On Wed, Aug 14, 2019 at 7:45 PM Michael Richardson <mcr+ietf@sandelman.ca>;
wrote:

>
> Phillip Hallam-Baker <phill@hallambaker.com>; wrote:
>     > The original starting point was the need for a 'better PGP
> fingerprint'. In
>     > particular, I wanted a digest representation that was:
>
>     > * Reasonably compact in both printed and voiced form.
>     > * Supported use of SHA2
>     > * Could be expressed at varying precision as the application needs
> demanded
>     > * Could be upgraded to make use of new algorithms if absolutely
> necessary
>     > * Could be input via a keyboard
>     > * Could be compared for equality
>     > * Could be used to create a fingerprint of any type of data (not
> just keys)
>     > * Support use in QR codes, DNS labels, etc.
>
> I think that this was a rather ambitious set of requirements :-)
>

Unless the requirements actually conflict, I would much rather make a
decision for a reason even if it is not a very strong one than flip a coin.

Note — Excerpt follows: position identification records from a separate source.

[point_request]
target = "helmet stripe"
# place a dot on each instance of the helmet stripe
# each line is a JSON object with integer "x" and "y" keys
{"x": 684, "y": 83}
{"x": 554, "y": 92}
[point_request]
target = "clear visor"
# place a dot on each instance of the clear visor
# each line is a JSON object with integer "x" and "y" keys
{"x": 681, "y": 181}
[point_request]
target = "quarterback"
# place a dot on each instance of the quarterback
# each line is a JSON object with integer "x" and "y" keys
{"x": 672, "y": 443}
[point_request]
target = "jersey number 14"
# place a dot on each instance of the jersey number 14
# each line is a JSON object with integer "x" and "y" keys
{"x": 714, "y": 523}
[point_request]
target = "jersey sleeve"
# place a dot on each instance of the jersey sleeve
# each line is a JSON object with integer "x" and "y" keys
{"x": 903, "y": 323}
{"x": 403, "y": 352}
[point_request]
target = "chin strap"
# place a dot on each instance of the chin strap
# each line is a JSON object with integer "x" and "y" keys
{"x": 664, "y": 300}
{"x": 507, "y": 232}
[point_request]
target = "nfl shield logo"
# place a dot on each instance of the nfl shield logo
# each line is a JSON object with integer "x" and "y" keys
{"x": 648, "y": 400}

I don't have strong feelings on whether we should group the characters in
blocks of 4, 5 or 3/5 or whatever.




>     > The choice of Base32 comes from the observation that fingerprints are
>     > frequently read out aloud and having to distinguish case makes the
> process
>     > tedious and error prone. So it cant be Base64 but Base32 gives us
> five bits
>     > per char instead of four.
>
> I agree with your use.
> I wonder if we can train people not to need to mention the case as they
> compare.  I should look again if you specify upper-case only.
>

I am aiming for case insensitive because case is lost in a lot of contexts.
The QR code spec specifies upper case (I think) but the tools almost
invariably convert to lower.



>     > The Type Identifiers for SHA-2 and SHA-3 are chosen so as to cause
> the
>     > first letter of a SHA-2 digest to always be an M (for Merkle-Damgard
> and to
>     > remind us of the Rivest/MD5 legacy) and tthe first letter of a SHA-3
> digest
>     > will always be a K for Keccak.
>
> This was very cute.
>

The design constraint was that the fingerprints must not start with a hex
digit so that UDF and PGP fingerprints remain distinct.

>
>     > The two use cases that I am most tempted to add are representations
> for
>     > public and private key literals.
>
>     > PRO: One spec fits all.
>     > CON: Even 25519 keys are long do we read them out over the phone?
> Perhaps
>     > we should consider Base64?
>
> No, but being able to scan QR codes with public keys is important.
> DPP needs/uses this already.
>

If you want QR codes of the public keys, that would probably mean we should
go for Base32. I would have to actually try it out but I think it turns out
that Base32  maps onto the supported QR code encodings more efficiently
than Base64.

I don't think that reading base64 over the phone will ever be a thing.
> Validating (visually) that a QR scan worked right will be a thing.
> I prefer to keep it all in base32.
>

That is certainly my preference. I will add it into the draft once I have
the sync bug I am chasing sorted. Given the existing code, I think I can
probably hammer it out in a few hours because the code I use to take
fingerprints of public keys is already using the PKIX keyinfo format.

Lets break this out into a separate thread. Can you suggest the data flow?
I am assuming here that this is so I can make a secure connection to a
device over WiFi without Internet connectivity so the connection mechanism
described in the doc isn't exactly going to work :).